Veri e propri schemi di avvicendamento colturale sono oggi a disposizione degli agricoltori che vogliano operare la scelta di inserire le piante biofumiganti come colture intercalari, senza per questo sospendere la produzione. Maggiori conoscenze si hanno oggi anche sulla dinamica del rilascio delle sostanze volatili, in seguito alla trinciatura dei tessuti verdi. Queste ricerche hanno evidenziato come la produzione dei prodotti di degradazione dei glucosinolati (isotiocianati, nitrili, ecc.) inizi immediatamente, e raggiunga un picco nelle prime 12 ore per esaurirsi nell’arco di 48 ore. E’ pertanto di fondamentale importanza ridurre al minimo la dispersione dei composti biofumiganti, procedendo ad un rapido interramento delle piante appena trinciate. Anche la temperatura contribuisce ad accelerare la velocità di reazione: oltre a organizzare un buon cantiere di lavoro per l’operazione di trinciatura e interramento è bene evitare di operare nelle ore più calde, specie in estate.
E’ auspicabile che in futuro si possa disporre di macchine in grado di ottimizzare con un unico passaggio le operazioni di trinciatura e interramento. Al momento, se si dispone di un unico mezzo, è bene eseguire la trinciatura con una fresa che lavori fuori terra al primo passaggio e che ripassi sullo stessa strisciata appena trinciata, interrando in tempi brevissimi. L’incremento della biodiversità, legato all’utilizzo di piante e prodotti delle brassicaceae permette un’ulteriore, importante validazione della tecnica di biofumigazione. Per i casi in cui non è facilmente realizzabile la coltivazione di una pianta da sovescio sono disponibili pellets e farine disoleate derivate da semi oleosi di Brassicacee (in questo caso Brassica carinata), contenenti buone quantità di glucosinolati. Le modalità di applicazione sono estremamente pratiche e veloci: le farine vengono interrate allo strato superficiale del terreno e sottoposti ad una leggera irrigazione. In tal modo, l’azione ammendante avviene interamente nel terreno, senza dispersioni e con un’efficienza molto elevata, soprattutto in coltura protetta.

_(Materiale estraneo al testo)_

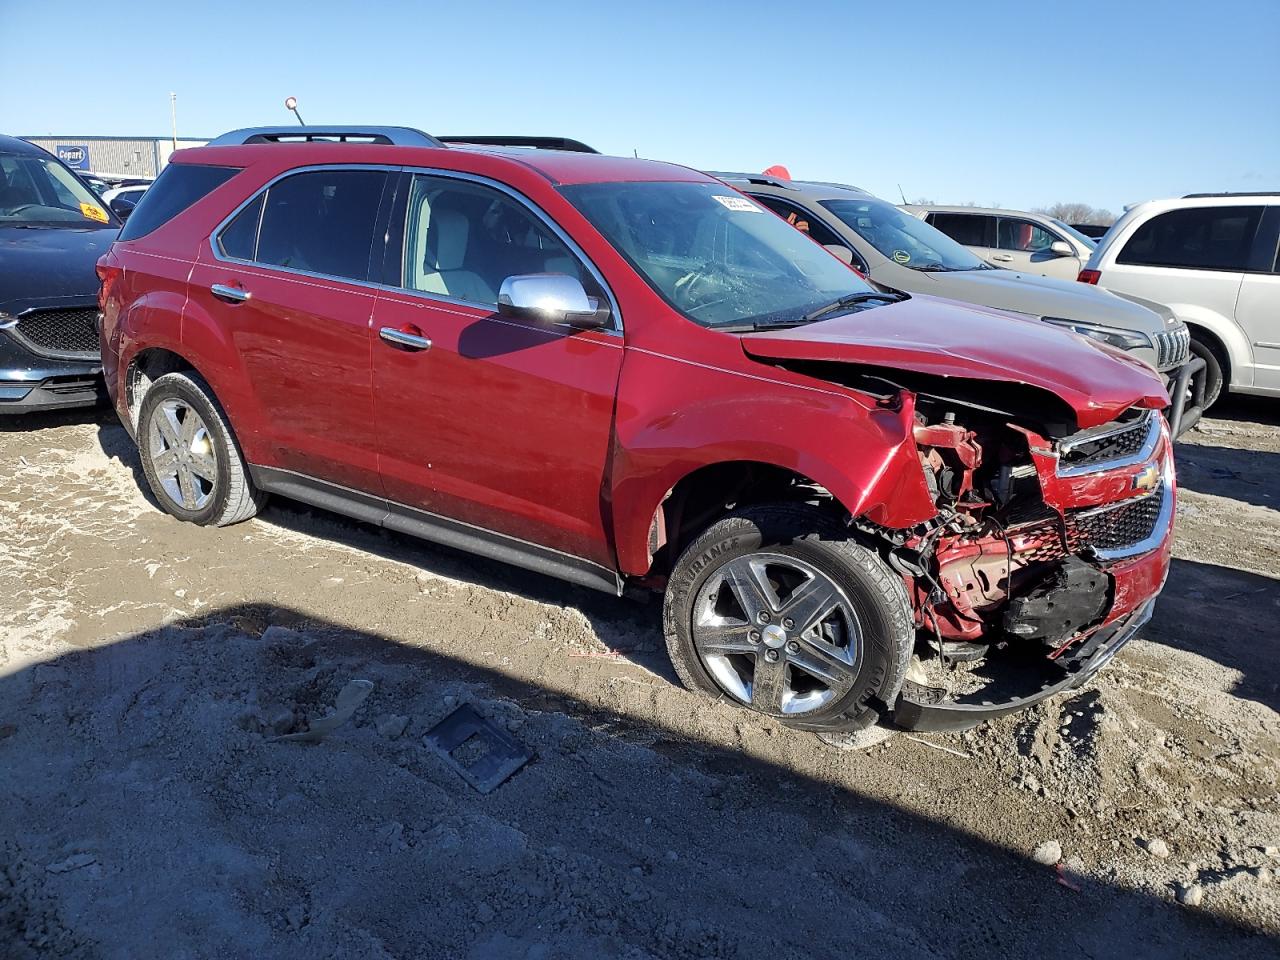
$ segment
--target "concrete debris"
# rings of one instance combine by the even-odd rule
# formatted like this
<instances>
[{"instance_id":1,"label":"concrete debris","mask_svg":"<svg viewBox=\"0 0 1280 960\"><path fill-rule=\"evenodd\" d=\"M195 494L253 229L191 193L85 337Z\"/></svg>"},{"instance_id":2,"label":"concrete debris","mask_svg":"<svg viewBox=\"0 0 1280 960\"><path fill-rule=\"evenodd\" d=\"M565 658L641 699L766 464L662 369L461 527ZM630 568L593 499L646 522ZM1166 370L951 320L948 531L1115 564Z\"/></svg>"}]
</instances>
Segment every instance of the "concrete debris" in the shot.
<instances>
[{"instance_id":1,"label":"concrete debris","mask_svg":"<svg viewBox=\"0 0 1280 960\"><path fill-rule=\"evenodd\" d=\"M1057 840L1046 840L1031 852L1031 859L1051 867L1062 859L1062 844Z\"/></svg>"},{"instance_id":2,"label":"concrete debris","mask_svg":"<svg viewBox=\"0 0 1280 960\"><path fill-rule=\"evenodd\" d=\"M333 705L333 712L319 720L312 720L306 730L298 733L286 733L272 737L275 740L293 740L300 743L318 743L333 731L351 719L365 698L373 692L373 683L369 680L349 680L338 692L338 699Z\"/></svg>"},{"instance_id":3,"label":"concrete debris","mask_svg":"<svg viewBox=\"0 0 1280 960\"><path fill-rule=\"evenodd\" d=\"M77 853L67 857L65 860L51 863L45 869L50 873L70 873L72 870L79 870L81 867L87 867L97 862L98 858L92 853Z\"/></svg>"}]
</instances>

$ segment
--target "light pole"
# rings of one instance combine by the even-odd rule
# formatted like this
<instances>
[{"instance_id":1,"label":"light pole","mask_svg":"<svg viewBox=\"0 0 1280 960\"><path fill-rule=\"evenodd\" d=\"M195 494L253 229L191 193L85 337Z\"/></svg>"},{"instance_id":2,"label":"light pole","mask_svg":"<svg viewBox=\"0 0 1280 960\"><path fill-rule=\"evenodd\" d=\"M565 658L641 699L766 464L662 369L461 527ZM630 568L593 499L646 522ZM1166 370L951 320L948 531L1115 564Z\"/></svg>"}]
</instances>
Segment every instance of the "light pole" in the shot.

Insieme all’azione biofumigante, le farine esercitano anche un’azione fertilizzante in considerazione del contenuto del 6% di azoto organico e del 3% di fosforo assimilabile e fitostimolante legata all’apporto di sostanza organica, molecole secondarie quali i polifenoli azoto non dilavabile, fosforo e microelementi rendono in molti casi superflua ogni altra concimazione di fondo. Considerata, dunque, la possibilità di utilizzare le varie tecniche di biofumigazione naturale e la possibilità di applicarle in sinergia con altre tecniche biologiche, quali l’uso di microrganismi utili o antagonisti naturali, l’agricoltore ha a disposizione nuove possibilità di gestire anche sistemi agricoli intensivi, realizzando nel terreno, delle vere e proprie bio fabbriche per il mantenimento di elevati standard di qualità produttiva con un’attenzione per l’ambiente , i produttori ed i consumatori.